Hybrid Improved PSO Algorithm for Soil Property Parameter Estimation

• Published in: Applied sciences Vol. 15; no. 8; p. 4451
• Main Authors: Li, Mude, Shi, Aiping, Shi, Yefan, Zhang, Tao, Qu, Cu, Ye, Lihua
• Format: Journal Article
• Language: English
• Published: Basel MDPI AG 01.04.2025
• Subjects: Algorithms; EDO algorithm; Efficiency; Foraging behavior; Localization; Mathematical models; Mathematical optimization; off-road vehicles; Optimization; Parameter estimation; parameter optimization; PSO algorithm; Shear stress; soil property estimation; terrain mechanics; Vehicles; Nigeria; China
• ISSN: 2076-3417; 2076-3417
• DOI: 10.3390/app15084451

This study proposes a hybrid PSO-EDO algorithm, integrating Particle Swarm Optimization (PSO) and the Exponential Distribution Optimizer (EDO) for efficient and accurate estimation of soil property parameters.
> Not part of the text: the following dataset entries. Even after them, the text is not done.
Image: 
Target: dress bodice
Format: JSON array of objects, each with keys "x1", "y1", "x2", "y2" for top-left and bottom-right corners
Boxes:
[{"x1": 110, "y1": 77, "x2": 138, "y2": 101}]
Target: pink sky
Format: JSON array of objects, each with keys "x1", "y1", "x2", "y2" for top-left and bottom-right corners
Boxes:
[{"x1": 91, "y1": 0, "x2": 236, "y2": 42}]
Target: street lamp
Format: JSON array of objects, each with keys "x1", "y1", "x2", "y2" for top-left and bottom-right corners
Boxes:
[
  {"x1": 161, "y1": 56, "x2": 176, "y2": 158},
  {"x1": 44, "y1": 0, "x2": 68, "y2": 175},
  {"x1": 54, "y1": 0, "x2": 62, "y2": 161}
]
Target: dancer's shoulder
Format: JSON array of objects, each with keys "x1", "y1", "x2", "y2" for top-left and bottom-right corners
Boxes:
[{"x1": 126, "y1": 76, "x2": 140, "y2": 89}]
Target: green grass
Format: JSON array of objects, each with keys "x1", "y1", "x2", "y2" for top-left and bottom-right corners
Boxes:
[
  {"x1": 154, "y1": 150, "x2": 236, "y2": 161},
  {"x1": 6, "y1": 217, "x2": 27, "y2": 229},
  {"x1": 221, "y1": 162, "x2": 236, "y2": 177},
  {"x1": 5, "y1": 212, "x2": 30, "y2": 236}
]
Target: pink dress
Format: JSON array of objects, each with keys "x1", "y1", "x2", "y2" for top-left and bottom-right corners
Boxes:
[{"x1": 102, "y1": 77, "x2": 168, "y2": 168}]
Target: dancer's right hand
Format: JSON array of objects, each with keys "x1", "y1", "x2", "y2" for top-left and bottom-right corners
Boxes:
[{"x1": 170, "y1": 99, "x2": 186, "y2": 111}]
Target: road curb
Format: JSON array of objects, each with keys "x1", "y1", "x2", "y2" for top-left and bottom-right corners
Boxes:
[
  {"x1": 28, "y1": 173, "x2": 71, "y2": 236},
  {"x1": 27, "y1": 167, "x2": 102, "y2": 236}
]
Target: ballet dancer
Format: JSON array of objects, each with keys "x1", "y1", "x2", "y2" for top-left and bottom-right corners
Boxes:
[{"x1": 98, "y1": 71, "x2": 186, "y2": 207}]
The proposed algorithm combines the strengths of Standard PSO (SPSO) and the Exponential Distribution Optimizer (EDO). Three key innovations are introduced: (1) SPM chaotic mapping enhances initial population diversity; (2) dynamic inertia weight balances global exploration and local exploitation; (3) the memoryless property of EDO improves escape capability from local optima. Benchmark tests demonstrate that PSO-EDO achieves near-theoretical optimal convergence errors (mean error ≤ 10−16 for unimodal functions such as F1 and F2) and reduces the computation time by 14.5% compared to EDO. For multimodal functions (e.g., F3), PSO-EDO significantly outperforms PSO-WOA (Particle Swarm Optimization-Whale Optimization Algorithm) with a 22.3% reduction in error. Simulation experiments further validate its engineering practicality: in soil parameter estimation, PSO-EDO completes 1000 iterations in just 1.95 s, with key parameters (e.g., sinkage coefficient n) controlled within a 7.32% error margin. This provides an efficient solution for real-time traversability assessment of autonomous vehicles on soft terrains.